Merab and his dance partner / sort-of-girlfriend Mary have trained all of their lives to be professional Georgian dancers. They practice the ancient, ritualistic movement daily, auditioning to join a travelling band, particularly so that Merab can escape his underprivileged family. When Irakli, a strong, carefree dancer from another part of the country joins the group, a rivalry soon forms. Through their competitive friendship, the two find themselves discovering feelings that are all but forbidden under the rules of their strict culture.
This theme of prejudice permeates throughout And Then We Danced. Merab’s one-note dance teacher and many of his dancers refer to homosexuals in a manner less than human; offensive slurs are uttered throughout, reflecting the vastly outdated notion that queer people deserve punishment and persecution. As an LGBTQ+ film, its message is handled mostly delicately and successfully, though it does (spoilers) fall into the common cliché of ‘no gay happy endings’. That said, the device is excused here, as it ultimately informs the message, suggesting that many would-be happy young men are suppressing themselves by marrying ‘a good match’ for the sake of tradition.

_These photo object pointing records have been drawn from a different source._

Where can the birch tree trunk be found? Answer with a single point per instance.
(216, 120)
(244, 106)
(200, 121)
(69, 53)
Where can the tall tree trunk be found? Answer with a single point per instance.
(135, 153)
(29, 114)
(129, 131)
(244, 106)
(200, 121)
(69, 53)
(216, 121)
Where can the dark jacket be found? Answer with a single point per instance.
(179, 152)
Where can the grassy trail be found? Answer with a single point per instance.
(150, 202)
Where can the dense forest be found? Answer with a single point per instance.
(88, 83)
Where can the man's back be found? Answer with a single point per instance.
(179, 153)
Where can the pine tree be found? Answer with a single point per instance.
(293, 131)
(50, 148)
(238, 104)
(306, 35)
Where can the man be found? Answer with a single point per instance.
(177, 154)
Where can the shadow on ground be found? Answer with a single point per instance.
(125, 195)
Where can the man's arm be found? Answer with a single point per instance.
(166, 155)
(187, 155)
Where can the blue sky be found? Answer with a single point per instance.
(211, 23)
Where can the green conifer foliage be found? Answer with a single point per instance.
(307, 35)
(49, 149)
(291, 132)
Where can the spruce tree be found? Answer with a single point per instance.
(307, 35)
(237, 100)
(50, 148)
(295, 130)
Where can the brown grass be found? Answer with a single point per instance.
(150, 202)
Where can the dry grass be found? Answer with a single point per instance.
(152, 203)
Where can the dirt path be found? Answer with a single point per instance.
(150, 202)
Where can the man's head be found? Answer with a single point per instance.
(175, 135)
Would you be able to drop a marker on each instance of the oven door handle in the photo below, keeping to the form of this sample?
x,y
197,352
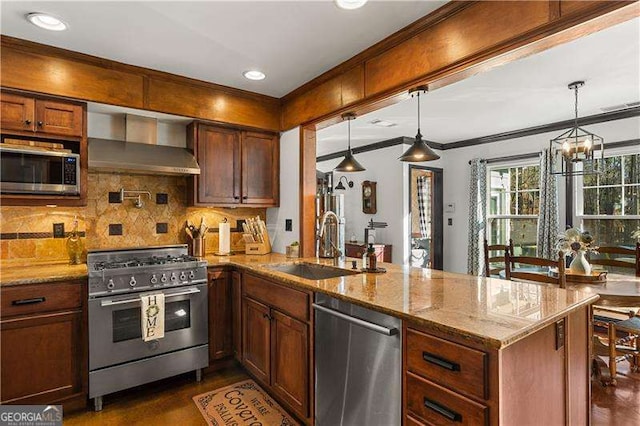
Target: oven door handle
x,y
166,296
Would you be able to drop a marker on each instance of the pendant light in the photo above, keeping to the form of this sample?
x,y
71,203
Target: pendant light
x,y
419,151
349,164
576,151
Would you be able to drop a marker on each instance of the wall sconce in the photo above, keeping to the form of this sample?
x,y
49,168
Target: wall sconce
x,y
340,186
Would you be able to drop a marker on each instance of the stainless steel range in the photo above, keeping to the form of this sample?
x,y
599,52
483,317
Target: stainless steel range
x,y
118,356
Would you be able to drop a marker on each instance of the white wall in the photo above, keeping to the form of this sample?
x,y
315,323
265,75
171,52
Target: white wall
x,y
289,193
456,179
392,177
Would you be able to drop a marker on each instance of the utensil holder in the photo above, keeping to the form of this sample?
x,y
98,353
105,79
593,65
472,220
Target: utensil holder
x,y
197,247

Inevitably, sound and rhythm are instrumental to the film’s verisimilitude. The diegetic sound of percussion that accompanies each dance makes them exciting events to look forward to. The final scene crafts a wonderful tableau of self-expression, as Merab heroically rises above his issues; the desire for Irakli’s unreciprocated adoration, his family’s poverty, and even his broken foot. He simply presents himself, through a demonstration entirely of music and movement. The combination of his alternative Georgian dance, and the customary fast paced drumbeats hints at hope for the new; a world that combines tradition with the contemporary. A world that accepts those once shunned for being different.
The narrative structure of And Then We Danced is unusually triumphant. Though the film ends with an unhappy separation and an acceptance of the norm, typical of European Art Cinema, there are elements that feel more akin to a Hollywood feature. These moments, such as the final dance, as well as Merab’s brother’s acceptance could be ripped straight from Footloose, though the film balances them with the more traditional European art narrative beats, creating a unique blend of popular and artistic cinema.
Though Merab is characterised by his collected attitude and sympathetic situation, his essence largely derives from the subtle expressions of Levan Gelbakhiani, who brings vulnerability and unrelenting ambition in equal measure, increasing his likability. The camera almost always lurks behind him, aligning us with Merab, and creating an intensely character driven experience. Irakli is equally engaging, blending an exciting layer of mystery with the natural charisma of Bachi Valishvili. Regrettably, his absence in the second act grinds the pace to a screeching halt, as the most interesting element of the film (the relationship) becomes secondary to vague commentaries on class, some forgettable side players, and the unbelievable nastiness of the caricature infused dance teacher.
By the end of its 105-minute runtime, And Then We Danced beautifully crafts a tragedy that exposes the difficult lives of homosexuals living in a traditionalist world. Despite losing his footwork through a dip in pace during the second act, writer-director Levan Akin creates a consistent tone that while seemingly bleak, hints at hope for the archetypical gay Georgian; that he (or she), might find acceptance, even if it means leaving everything else behind.